# Sliders- A blast from the past



## nixie (Jan 7, 2019)

Flicking through channels looking for something to watch I discovered the horror channel is showing sliders.

Nostalgia took over and I decided to Watch, first thoughts was how dated but I carried on viewing and really enjoyed it. Yes it's dated and silly at times but still worth a watch.


----------



## Rodders (Jan 8, 2019)

I enjoyed Sliders. There were some pretty good stories in there.


----------



## Matteo (Jan 8, 2019)

I watched, and enjoyed, this up to the end of the fourth(?) series and there were some very good and clever episodes scattered amongst others that were fun, but just "OK" (I don't remember thinking any were _bad_). For some reason (can't remember why) I was not able to see any of the last (fifth?) series but apparently it was dire.


----------



## Anthoney (Jan 8, 2019)

I mostly enjoyed the show.  I thought it was a fantastic concept for a TV show.  The implementation was often poor but there were some really good episodes.  There were a few episodes shown out of order during the original run.  That always pisses me off.
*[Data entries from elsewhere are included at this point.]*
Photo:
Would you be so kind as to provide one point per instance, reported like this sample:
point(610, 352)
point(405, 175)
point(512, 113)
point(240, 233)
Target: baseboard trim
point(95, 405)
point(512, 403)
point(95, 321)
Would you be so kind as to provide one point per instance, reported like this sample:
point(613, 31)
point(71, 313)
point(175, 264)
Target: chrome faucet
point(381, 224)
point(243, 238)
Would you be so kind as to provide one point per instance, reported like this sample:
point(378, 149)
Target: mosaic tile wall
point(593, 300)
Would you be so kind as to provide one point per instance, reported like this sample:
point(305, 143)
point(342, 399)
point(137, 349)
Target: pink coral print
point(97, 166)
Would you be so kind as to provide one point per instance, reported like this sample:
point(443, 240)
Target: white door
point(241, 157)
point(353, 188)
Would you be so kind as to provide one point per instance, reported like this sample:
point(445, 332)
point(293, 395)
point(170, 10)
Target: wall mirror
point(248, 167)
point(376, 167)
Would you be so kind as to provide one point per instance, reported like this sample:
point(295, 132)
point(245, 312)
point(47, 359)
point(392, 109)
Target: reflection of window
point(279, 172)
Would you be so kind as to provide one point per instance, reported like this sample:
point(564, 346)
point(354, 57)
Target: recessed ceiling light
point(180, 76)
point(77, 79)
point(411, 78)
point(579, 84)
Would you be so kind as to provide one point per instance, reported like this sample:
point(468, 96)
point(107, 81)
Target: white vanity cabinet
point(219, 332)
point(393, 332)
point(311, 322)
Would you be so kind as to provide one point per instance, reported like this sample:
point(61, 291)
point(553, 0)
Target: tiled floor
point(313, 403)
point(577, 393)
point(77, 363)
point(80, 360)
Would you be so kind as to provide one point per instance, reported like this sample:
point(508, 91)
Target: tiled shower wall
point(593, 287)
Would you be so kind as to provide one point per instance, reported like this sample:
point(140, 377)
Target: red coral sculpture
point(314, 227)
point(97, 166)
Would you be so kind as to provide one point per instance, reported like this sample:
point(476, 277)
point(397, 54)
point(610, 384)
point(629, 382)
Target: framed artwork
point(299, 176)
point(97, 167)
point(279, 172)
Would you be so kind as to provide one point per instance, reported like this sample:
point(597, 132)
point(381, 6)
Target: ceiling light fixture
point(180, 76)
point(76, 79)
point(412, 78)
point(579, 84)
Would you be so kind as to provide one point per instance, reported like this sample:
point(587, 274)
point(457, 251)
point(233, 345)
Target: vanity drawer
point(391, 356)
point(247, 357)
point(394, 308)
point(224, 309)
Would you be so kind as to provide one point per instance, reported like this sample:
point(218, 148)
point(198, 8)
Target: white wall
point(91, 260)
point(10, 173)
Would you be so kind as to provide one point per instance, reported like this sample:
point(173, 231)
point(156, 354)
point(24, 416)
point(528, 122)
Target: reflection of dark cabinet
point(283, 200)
I started to lose interest when the group started breaking up.  Losing John Rhys-Davies was a big blow to the show.  As acting goes he was a giant among children.  Then they lost Sabrina Lloyd and finally Jerry O'Connell and all that was left was The Crying Man.


----------



## BigBadBob141 (Jan 12, 2019)

I remember Sliders, not a bad show, would have some interesting ideas now and then.
Been a long time since I saw it, can't remember how it ended, I like in the first episode that the hero realizes he's in an alternate reality because San Francisco's Golden Gate Bridge is blue instead of red!


----------